The simple way to describe this film to you is that it’s like a potion – take a pinch of Dark City, a sprinkle of Crimson Peak, and a dash of David Lynch, you mix that around with the horror that is spa treatment and people wanting you to be well, and you’ve got one of the strangest films that I’ve enjoyed in a long time.
Dean DeHaan plays Lockhart and could play this part in his sleep, the ambitious investment executive who has to be the retriever of the CEO, who needs to change his stubborn business attitude in order to get his boss out of the clutches of the institute. Jason Isaacs plays the sinister head of the institute; he’s the steady hand in these sort of films, and can move between hero and villain by the loss of a smile. Playing Hannah is Mia Goth, aptly named, and has that strange Tim Burton girl thing going. She doesn’t have much to say but that blank expression and innocence is the perfect pattern for that character, and you know that the story will hinge on Hannah at some point.
Tim Burton kept coming back to my mind as I watched this, with elements of Twin Peaks dropping in too. But it’s far better than a lot of what Burton has produced through the years, while more understandable than the brilliant Twin Peaks. The one thing is that if you are one of those people who like to waste their cinema cash and look down at their phone screens during the film, then this is probably not for you – you have to pay attention during the whole film. You’ll miss the insanity that will throw up a plot point that if you do miss it, you’ll be lost. There are true creepy moments that shook me, a battered veteran of these types of films, and for that reason it will always be in my heart.
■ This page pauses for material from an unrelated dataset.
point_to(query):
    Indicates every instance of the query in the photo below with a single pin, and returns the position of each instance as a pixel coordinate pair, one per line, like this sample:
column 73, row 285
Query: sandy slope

There are some huge problems though. While the visual aspect of the film cannot be faulted by me – it’s Gore Verbinski so the very least it’s going to look good – the story feels like it just plods along during a few different moments of the film. The film is far from a disaster, but also far from what it could have been. The parts of the film that work well, well they work extremely well, and then there are moments that leave you wondering when they are going to pull the finger out and get on with it. At one point, as the film goes into the supernatural elements of the story, moving through the psychological thriller aspect, you start to wish the first two thirds of the film were better. You will figure out most of what is going on during the finale but there is a great feeling that your time during the plodding parts of the film were well spent.
I would in all honesty go back to the cinema to see this on release, I’m sure my friends and family that share my interest in the tone and feeling of these types of films, will want to see it. So I can forgive the flaws and still love the film.